Given the vector field $F=((y-1)^2+z^2,(z^2-x^2),(y-1)^2)$ , Let $S$ be the surface of the sphere $x^2+y^2+z^2-2y=0$ which is above $xy$ meaning above the plane $z=0$ ' let $n$ be the unit vector normal outward the sphere ( pointing up) , show that the flux in the given direction is $0.25\pi$ $\iint_SF \cdot n dS=0.25\pi$ ( we need to solve using gauss and divergence theorem)
My try:
First I organized what is given:
our sphere and plane looks like this 
our field is $F=((y-1)^2+z^2,(z^2-x^2),(y-1)^2)$ and we have two equations
\begin{cases}
x^2+(y-1)^2+z^2=1\\
z=0
\end{cases}
since we need to solve using gauss and divergence theorem we have – $\iint_SF \cdot n dS=\iiint_V div(F) \cdot n dxdydz$
It is obvious that $div(F)=0$ , and we can also see that $S$ does not enclose the volume $V$ so we need to close it and on this we can apply the theorem.
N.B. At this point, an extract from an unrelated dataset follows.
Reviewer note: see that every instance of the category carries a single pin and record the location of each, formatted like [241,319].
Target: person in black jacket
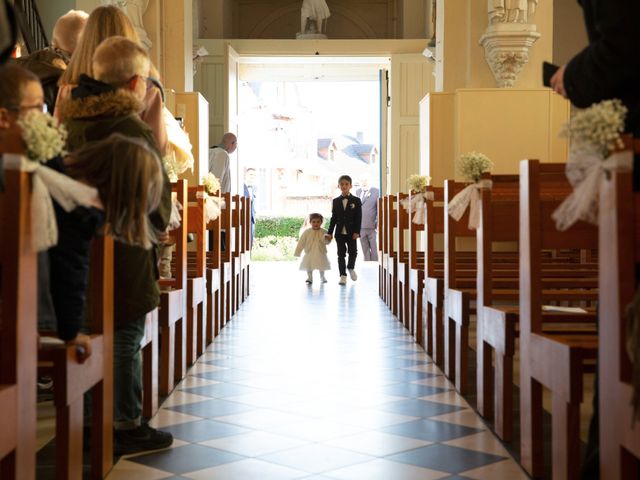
[346,218]
[609,67]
we can close it with $D$ the projection on $Z=0$ and we get $\iint_S F \cdot ndS +\iint_D F \cdot ndD = \iiint_V div(F) \cdot n dV $ since the $div(F)=0$ we get that $\iint_S F \cdot ndS =- \iint_D F \cdot ndD$
Here I got stuck , I tried to calculate $\iint_D F \cdot ndD$ but I keep getting the wrong answer , assuming $D$ is the projection and according to the functions we have I got that it is the circle $x^2+(y-1)^2=1$ I tried using polar coordiantes where $0 \leq \theta \leq \pi$ and $0 \leq r \leq 1$ and I kept getting a different answer than $0.25 \pi$.
Can anyone give me any tips and hints? I want to understand this topic more it is interesting but I am having a hard time with it.
Thank you and sorry for the English mistakes hope The translations are understandable.
Best Answer
The spherical surface is $S1: x^2 + (y-1)^2 + z^2 = 1, z \geq 0$
Now applying divergence theorem, you correctly concluded that the net flux through the closed surface is zero. The disk that we use at $z= 0$ to close the surface is $S2: x^2 + (y-1)^2 \leq 1$.
We can parametrize $S2$ as $ \ x = r \cos\theta, y = 1 + r\sin\theta, 0 \leq r \leq 1, 0 \leq \theta \leq 2\pi$.
The outward normal vector to the disk is $(0, 0, -1)$ as it is in plane $z = 0$.
So $ \ \vec F \cdot \hat n = - (y-1)^2 = - r^2 \sin^2\theta$
The integral to find flux through the disk is,
$ \displaystyle \int_0^{2\pi} \int_0^1 - r^3 \sin^2\theta \ dr \ d\theta = - \frac{\pi}{4}$
We subtract this from the net flux through the closed surface to get flux through the spherical surface $S1$. Hence the answer is $ \displaystyle \frac{\pi}{4}$.